A more relevant example: I saw my grandmother more in the first couple of months after her death than I had in the previous few years. We were not even particularly close, but everywhere I went I saw her, at least for a split second, in someone else. It was obviously an illusion – a trick of my mind – and at no point did I actually think my grandmother had returned from the dead.
Given the tricks our minds can play on us, could the apostles and other “witnesses” to the resurrected Christ have been mistaken?
The first argument against this notion is that Christ’s post-resurrection appearance were made to many people at the same time. We can accept that a person can make such a mistake, but a dozen all at once? Five hundred (1Cor 15:6)?
The second argument against this objection is that the witnesses did not just see Jesus across a room. They spoke with Him, touched Him, ate with Him (e.g., Luke 24:36-43). An illusion doesn’t break bread for you (Luke 24:30).

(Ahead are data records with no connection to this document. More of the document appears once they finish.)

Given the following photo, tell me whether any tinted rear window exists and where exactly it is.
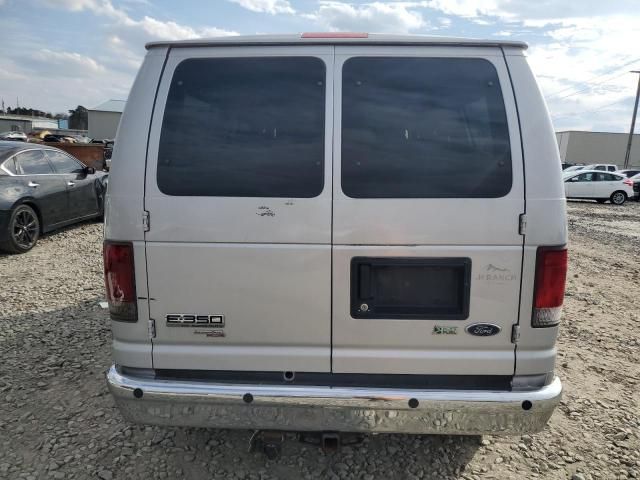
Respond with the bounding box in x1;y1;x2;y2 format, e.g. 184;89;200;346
14;150;53;175
157;57;325;198
342;57;512;198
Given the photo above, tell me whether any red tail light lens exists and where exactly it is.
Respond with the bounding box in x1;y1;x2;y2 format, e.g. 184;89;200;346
103;242;138;322
531;247;568;327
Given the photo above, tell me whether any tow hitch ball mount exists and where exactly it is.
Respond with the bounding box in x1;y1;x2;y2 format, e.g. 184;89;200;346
249;430;364;460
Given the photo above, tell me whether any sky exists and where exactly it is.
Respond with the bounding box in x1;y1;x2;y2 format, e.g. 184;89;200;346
0;0;640;132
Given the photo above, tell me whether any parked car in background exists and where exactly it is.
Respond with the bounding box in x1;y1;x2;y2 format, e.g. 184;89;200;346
0;141;108;253
0;132;29;142
564;170;634;205
562;165;584;175
616;168;640;178
629;173;640;202
583;163;618;172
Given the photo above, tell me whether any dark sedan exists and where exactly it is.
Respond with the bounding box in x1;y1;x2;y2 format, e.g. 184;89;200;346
0;141;107;253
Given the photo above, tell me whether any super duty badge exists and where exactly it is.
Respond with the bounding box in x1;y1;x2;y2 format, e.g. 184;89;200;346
167;313;224;328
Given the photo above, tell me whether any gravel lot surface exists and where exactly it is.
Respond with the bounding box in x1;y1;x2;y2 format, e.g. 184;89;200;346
0;202;640;480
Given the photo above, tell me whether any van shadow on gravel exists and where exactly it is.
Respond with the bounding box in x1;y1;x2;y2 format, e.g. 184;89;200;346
0;296;480;480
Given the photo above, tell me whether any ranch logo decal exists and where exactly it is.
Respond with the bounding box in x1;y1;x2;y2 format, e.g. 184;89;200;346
465;323;502;337
431;325;458;335
476;263;518;283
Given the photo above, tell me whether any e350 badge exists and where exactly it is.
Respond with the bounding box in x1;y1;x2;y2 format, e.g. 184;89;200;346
166;313;225;338
431;325;458;335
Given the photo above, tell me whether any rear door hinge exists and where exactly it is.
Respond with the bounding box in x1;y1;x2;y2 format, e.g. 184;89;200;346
148;319;156;338
518;213;527;235
142;210;151;232
511;324;520;343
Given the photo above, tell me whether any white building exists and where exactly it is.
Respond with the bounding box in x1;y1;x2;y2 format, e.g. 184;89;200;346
88;100;127;140
0;113;58;133
556;130;640;168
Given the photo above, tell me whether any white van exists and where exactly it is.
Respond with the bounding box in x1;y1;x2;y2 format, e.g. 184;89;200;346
104;33;567;434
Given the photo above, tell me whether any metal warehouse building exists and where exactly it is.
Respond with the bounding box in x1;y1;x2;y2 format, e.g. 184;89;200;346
0;114;58;133
89;100;127;140
556;130;640;168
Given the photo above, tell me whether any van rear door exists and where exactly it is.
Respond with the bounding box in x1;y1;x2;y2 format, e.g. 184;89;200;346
332;46;525;375
145;46;333;372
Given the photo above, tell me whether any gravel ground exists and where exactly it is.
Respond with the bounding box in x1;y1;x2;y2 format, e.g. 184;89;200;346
0;202;640;480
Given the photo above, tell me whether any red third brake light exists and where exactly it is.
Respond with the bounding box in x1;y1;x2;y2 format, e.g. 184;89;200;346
103;242;138;322
531;247;567;327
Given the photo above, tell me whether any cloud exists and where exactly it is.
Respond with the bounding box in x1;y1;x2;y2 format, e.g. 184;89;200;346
24;48;105;77
229;0;295;15
305;1;428;33
529;15;640;131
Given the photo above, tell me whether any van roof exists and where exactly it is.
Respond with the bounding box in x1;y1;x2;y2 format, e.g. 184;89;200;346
146;32;528;50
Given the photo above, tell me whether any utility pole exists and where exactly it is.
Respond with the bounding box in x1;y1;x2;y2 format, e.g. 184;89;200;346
622;70;640;168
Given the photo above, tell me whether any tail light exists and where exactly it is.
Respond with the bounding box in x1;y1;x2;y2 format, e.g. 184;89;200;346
103;242;138;322
531;247;567;328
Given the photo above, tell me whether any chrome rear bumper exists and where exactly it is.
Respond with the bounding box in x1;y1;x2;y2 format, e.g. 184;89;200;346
107;366;562;435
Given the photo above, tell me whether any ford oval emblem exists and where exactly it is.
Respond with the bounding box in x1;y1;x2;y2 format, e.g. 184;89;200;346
465;323;502;337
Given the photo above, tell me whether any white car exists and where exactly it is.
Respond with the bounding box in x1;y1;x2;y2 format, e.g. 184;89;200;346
564;170;634;205
104;32;567;442
0;132;29;142
582;163;618;172
616;167;640;178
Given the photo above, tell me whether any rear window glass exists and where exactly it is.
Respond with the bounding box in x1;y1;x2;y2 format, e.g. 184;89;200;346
14;150;53;175
342;57;512;198
157;57;326;198
0;158;18;174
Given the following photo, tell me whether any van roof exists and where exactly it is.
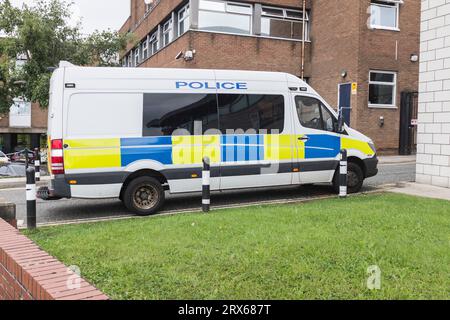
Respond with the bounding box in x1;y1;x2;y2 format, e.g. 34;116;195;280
60;61;308;87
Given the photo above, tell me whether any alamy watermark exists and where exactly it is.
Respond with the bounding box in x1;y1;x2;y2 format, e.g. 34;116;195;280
66;266;81;290
367;265;381;290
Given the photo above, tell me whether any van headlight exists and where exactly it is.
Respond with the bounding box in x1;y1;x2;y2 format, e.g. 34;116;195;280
369;142;377;154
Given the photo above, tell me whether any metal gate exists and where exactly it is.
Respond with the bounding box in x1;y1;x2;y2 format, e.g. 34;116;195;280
399;92;419;155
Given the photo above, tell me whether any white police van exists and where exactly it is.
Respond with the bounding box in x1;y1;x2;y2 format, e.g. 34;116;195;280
41;62;378;215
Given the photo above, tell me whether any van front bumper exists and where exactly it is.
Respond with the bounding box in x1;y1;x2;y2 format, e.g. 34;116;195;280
363;155;378;178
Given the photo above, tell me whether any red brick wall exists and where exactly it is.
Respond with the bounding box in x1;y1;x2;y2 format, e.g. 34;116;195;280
141;31;310;76
121;0;420;153
125;0;311;51
0;219;108;300
355;0;420;153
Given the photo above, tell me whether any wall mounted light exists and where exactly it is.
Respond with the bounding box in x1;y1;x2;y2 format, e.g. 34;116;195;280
411;53;419;62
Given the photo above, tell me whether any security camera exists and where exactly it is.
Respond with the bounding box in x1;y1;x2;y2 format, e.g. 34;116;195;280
175;51;184;60
184;50;195;61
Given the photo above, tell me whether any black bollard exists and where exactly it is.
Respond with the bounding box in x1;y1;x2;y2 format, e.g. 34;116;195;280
202;157;211;212
339;149;347;198
22;148;30;169
34;148;41;182
27;167;36;229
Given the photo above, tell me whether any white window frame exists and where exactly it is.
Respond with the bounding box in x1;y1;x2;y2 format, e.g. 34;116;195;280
369;0;403;31
128;49;134;68
199;0;254;36
162;19;174;47
367;70;397;109
134;45;141;67
261;6;310;41
142;36;150;61
177;4;191;37
148;31;159;56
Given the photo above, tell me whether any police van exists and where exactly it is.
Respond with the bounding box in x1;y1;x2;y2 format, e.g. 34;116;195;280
41;62;378;215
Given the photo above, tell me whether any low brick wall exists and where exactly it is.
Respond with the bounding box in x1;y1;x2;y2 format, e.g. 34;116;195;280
0;219;108;300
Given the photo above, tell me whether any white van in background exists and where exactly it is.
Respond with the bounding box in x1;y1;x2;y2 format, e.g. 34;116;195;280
43;62;378;215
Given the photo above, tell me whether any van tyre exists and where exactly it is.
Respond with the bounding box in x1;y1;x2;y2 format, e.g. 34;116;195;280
123;176;165;216
333;162;364;193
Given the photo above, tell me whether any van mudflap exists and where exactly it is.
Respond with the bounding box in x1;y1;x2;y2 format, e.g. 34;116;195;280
36;187;62;201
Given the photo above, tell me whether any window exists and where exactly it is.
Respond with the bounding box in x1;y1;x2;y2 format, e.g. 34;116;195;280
370;0;402;30
163;19;173;47
178;5;189;36
134;46;141;67
145;0;160;13
261;7;309;40
295;96;337;132
369;71;397;107
219;94;284;134
198;0;252;34
64;93;142;138
127;50;134;67
142;36;149;61
143;93;218;136
150;31;159;55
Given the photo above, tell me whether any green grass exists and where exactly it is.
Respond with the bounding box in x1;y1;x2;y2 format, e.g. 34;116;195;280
26;194;450;299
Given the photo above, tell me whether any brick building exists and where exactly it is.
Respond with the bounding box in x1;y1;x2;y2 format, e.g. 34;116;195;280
416;0;450;188
121;0;420;153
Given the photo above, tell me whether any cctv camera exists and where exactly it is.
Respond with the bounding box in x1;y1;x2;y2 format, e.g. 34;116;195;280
175;51;183;60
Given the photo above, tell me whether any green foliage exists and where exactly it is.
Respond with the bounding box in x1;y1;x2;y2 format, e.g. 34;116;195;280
0;0;130;114
27;194;450;299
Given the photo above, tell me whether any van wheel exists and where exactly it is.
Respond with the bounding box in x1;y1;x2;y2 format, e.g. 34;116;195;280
123;176;165;216
333;162;364;193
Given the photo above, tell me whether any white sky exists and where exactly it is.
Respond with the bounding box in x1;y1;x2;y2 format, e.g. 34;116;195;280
9;0;130;33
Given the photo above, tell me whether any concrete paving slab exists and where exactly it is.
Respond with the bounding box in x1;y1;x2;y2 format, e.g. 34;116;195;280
389;182;450;201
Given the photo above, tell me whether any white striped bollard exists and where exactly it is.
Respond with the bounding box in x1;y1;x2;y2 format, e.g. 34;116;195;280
34;148;41;182
339;149;347;198
27;167;36;229
202;157;211;212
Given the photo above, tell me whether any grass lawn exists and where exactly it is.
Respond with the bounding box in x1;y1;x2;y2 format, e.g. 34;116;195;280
26;194;450;299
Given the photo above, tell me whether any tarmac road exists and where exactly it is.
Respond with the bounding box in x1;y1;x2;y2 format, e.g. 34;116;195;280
0;163;415;224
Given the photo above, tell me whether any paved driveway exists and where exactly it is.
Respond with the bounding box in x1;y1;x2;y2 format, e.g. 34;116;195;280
0;163;415;224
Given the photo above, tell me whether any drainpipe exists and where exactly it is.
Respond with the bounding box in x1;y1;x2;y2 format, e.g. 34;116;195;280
301;0;306;80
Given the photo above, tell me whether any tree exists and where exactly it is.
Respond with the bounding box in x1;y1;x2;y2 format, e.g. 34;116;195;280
0;0;131;114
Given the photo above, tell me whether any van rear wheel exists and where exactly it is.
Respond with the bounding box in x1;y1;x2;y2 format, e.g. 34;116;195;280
123;176;165;216
333;162;364;193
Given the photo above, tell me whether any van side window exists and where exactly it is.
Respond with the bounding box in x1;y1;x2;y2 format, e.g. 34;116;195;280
295;96;336;132
219;94;284;134
143;93;218;137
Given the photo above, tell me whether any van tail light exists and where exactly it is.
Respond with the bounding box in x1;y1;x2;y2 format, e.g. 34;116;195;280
51;139;64;174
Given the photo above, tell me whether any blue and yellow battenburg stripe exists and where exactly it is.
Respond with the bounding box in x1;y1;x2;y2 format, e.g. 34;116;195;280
64;134;374;170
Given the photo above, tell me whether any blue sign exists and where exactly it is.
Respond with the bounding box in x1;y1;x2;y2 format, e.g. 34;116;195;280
176;81;248;90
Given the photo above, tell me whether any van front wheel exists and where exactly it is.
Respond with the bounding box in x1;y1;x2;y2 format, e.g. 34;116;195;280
123;176;165;216
333;162;364;193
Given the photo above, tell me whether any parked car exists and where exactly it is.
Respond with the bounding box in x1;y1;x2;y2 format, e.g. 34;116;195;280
42;62;378;215
0;151;11;166
0;164;25;177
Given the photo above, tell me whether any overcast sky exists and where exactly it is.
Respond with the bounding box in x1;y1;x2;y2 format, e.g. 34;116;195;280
10;0;130;33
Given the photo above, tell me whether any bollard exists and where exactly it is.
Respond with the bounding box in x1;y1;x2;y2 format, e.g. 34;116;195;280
339;149;347;198
22;148;30;169
202;157;211;212
27;167;36;229
34;148;41;182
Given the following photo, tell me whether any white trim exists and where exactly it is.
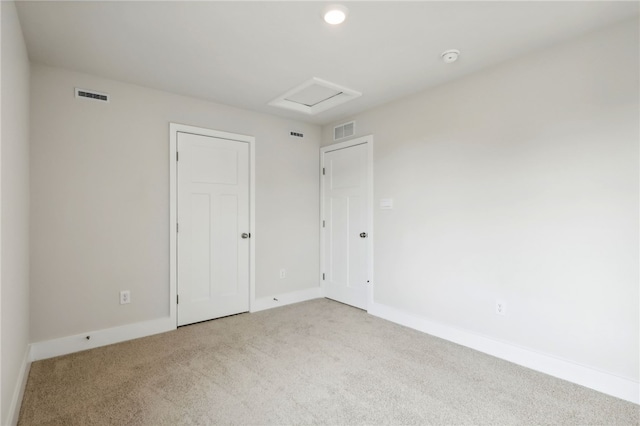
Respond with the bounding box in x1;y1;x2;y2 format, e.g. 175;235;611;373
251;287;323;313
269;77;362;115
318;135;375;310
30;317;176;361
7;346;31;425
169;123;256;326
369;303;640;404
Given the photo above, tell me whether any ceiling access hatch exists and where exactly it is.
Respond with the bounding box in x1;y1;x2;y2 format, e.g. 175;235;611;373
269;77;362;115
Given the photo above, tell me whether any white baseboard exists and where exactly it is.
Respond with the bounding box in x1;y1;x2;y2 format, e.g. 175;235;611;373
251;287;322;312
368;303;640;404
7;346;31;425
31;317;176;361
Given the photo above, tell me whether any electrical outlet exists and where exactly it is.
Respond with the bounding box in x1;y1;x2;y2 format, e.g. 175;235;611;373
120;290;131;305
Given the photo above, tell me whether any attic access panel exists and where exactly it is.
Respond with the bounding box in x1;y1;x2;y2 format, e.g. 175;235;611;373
269;77;362;115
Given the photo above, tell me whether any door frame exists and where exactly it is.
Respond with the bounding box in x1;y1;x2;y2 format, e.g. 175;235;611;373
318;135;375;311
169;123;256;327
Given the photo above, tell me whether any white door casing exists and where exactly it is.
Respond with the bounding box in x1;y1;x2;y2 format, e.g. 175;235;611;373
170;124;255;326
321;136;373;309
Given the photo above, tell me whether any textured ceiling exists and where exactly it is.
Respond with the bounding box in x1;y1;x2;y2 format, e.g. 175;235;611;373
18;1;639;124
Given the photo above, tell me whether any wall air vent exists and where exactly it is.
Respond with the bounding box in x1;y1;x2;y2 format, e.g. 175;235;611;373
76;87;109;102
333;121;356;141
269;77;362;115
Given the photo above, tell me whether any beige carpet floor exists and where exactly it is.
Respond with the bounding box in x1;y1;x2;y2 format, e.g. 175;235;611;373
19;299;639;426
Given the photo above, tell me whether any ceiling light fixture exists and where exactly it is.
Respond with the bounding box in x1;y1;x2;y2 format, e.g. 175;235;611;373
441;49;460;64
322;4;349;25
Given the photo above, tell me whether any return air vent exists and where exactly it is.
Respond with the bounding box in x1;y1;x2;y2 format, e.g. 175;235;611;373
333;121;356;141
76;87;109;102
269;77;362;115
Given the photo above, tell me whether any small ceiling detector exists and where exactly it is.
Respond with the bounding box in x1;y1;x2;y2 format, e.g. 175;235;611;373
441;49;460;64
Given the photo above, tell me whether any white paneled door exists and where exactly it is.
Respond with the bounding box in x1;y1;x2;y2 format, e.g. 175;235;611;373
177;132;251;325
322;143;371;309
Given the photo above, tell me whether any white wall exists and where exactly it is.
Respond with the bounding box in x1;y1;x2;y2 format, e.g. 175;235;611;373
31;65;320;342
0;1;29;425
323;20;640;381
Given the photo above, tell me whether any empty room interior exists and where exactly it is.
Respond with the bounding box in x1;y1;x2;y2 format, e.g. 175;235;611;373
0;1;640;425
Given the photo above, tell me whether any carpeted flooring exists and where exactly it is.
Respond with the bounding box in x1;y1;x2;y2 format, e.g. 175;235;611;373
19;299;639;426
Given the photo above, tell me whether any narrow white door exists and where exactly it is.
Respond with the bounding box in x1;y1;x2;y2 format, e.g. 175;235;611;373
177;132;250;325
323;143;370;309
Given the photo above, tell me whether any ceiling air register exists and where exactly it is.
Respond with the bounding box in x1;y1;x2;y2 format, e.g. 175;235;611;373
269;77;362;115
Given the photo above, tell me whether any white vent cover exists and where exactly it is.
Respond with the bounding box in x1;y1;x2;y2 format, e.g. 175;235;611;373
333;121;356;141
269;77;362;115
76;87;109;102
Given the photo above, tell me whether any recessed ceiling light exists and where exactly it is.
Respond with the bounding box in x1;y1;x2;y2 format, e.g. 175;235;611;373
322;4;349;25
441;49;460;64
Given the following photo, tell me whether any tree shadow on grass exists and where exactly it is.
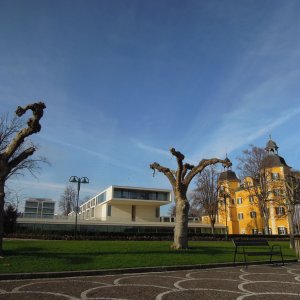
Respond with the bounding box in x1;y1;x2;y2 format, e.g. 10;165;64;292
4;246;234;257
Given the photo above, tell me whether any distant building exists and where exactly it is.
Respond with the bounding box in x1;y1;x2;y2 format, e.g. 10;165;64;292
24;198;55;218
211;139;292;235
73;186;172;223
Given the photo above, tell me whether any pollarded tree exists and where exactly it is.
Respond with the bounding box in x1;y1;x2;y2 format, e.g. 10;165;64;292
150;148;231;249
0;102;46;256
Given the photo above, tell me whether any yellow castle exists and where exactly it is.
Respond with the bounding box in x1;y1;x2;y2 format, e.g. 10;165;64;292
216;138;291;235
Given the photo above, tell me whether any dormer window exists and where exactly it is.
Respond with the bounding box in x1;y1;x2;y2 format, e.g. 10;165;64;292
271;173;279;180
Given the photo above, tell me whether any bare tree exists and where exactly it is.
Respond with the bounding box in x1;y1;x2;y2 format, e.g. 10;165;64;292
0;102;46;256
58;185;77;216
191;166;219;233
150;148;231;249
237;145;270;234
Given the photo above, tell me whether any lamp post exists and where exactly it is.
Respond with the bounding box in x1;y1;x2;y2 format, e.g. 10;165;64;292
220;190;230;240
69;176;89;240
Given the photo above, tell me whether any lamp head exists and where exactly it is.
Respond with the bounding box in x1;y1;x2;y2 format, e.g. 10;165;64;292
80;177;90;183
69;176;79;182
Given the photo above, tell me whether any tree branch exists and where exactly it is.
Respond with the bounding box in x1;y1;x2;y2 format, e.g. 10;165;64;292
8;147;35;170
181;163;195;181
170;148;184;185
150;162;176;187
2;102;46;160
183;158;232;186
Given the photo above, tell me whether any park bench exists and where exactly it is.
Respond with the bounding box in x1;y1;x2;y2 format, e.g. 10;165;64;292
232;238;284;266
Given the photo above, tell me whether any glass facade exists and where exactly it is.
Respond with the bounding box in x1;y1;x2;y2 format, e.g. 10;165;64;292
96;192;106;204
113;188;169;201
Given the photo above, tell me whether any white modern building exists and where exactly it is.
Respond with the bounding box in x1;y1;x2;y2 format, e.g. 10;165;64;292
78;186;172;223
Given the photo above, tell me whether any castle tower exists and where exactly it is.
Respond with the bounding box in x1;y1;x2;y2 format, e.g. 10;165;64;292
218;156;240;234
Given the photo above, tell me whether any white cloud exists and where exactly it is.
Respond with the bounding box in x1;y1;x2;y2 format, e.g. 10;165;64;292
132;139;171;157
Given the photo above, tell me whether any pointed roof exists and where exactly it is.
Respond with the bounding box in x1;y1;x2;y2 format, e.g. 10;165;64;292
262;136;289;168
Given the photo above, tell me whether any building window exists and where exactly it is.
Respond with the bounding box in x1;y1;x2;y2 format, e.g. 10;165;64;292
249;195;254;204
96;192;106;204
275;206;285;216
155;207;160;218
278;227;287;235
107;205;111;217
131;205;136;222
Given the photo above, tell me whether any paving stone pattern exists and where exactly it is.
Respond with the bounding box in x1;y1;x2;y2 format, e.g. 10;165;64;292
0;263;300;300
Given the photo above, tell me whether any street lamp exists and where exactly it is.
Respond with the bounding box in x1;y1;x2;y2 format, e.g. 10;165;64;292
220;190;230;240
69;176;89;240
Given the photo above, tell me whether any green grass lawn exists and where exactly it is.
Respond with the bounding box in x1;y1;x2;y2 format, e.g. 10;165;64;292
0;240;295;273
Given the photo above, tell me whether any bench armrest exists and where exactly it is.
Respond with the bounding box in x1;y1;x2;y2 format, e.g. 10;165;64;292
271;245;281;251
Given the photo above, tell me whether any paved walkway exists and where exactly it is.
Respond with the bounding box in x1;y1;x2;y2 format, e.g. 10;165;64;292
0;263;300;300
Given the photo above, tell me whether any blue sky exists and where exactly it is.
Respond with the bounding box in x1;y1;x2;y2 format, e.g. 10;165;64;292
0;0;300;214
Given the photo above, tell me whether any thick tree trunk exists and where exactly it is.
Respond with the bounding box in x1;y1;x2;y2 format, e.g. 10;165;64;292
172;193;190;249
0;180;5;256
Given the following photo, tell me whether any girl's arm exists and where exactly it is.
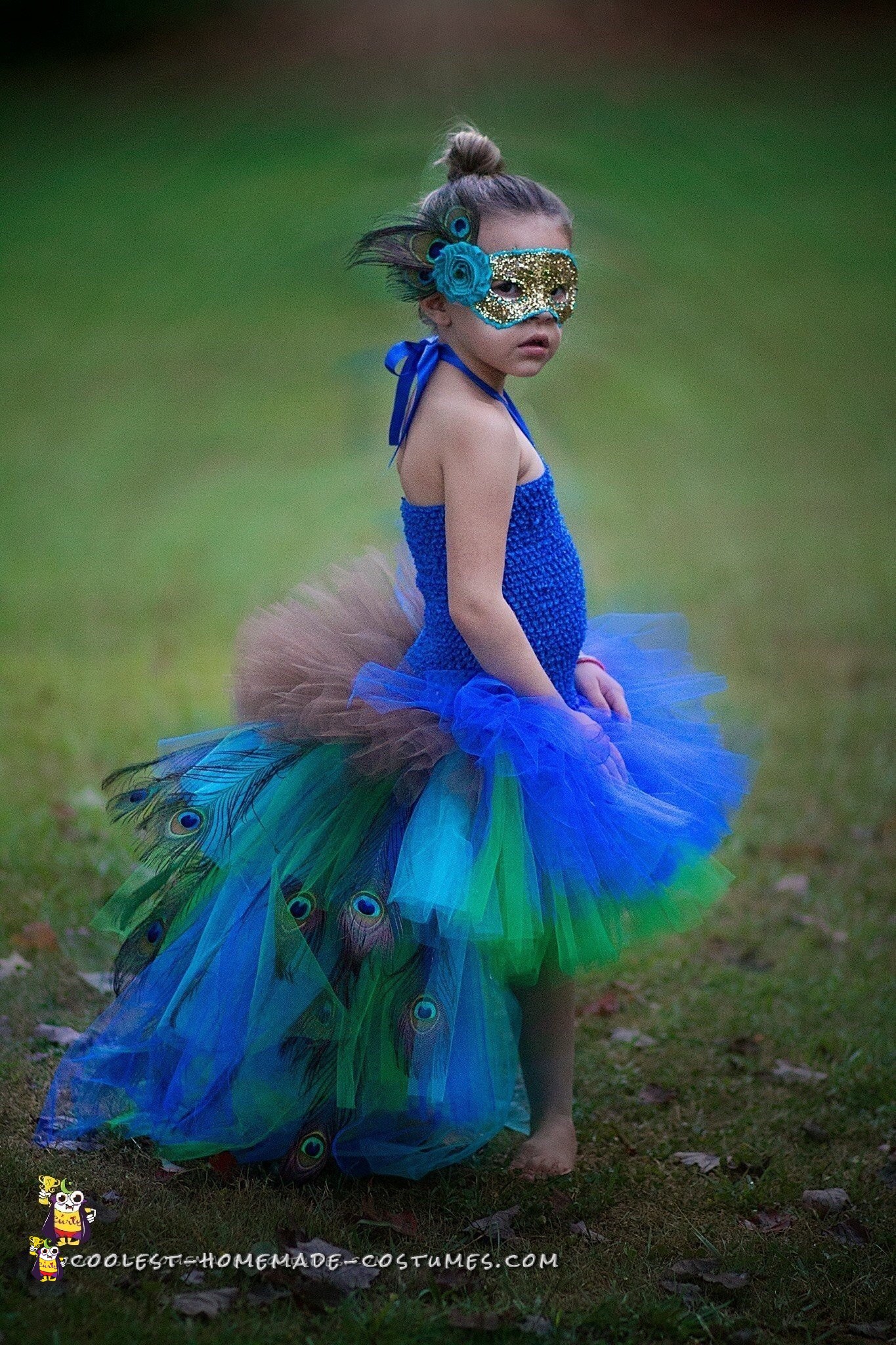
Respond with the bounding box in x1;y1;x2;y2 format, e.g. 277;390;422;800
440;406;566;706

The third problem with this theory is that if the apostles were mistaken about seeing the risen Jesus, His body was still in the tomb. If they ran around Jerusalem preaching that Jesus was alive and making a general nuisance of themselves (c.f., Acts 4:1-22), we would expect the authorities to produce that body and snap them out of their euphoria. This didn’t happen. The earliest Jewish polemic against the resurrection (Matt 28:11-15) assumes an empty tomb.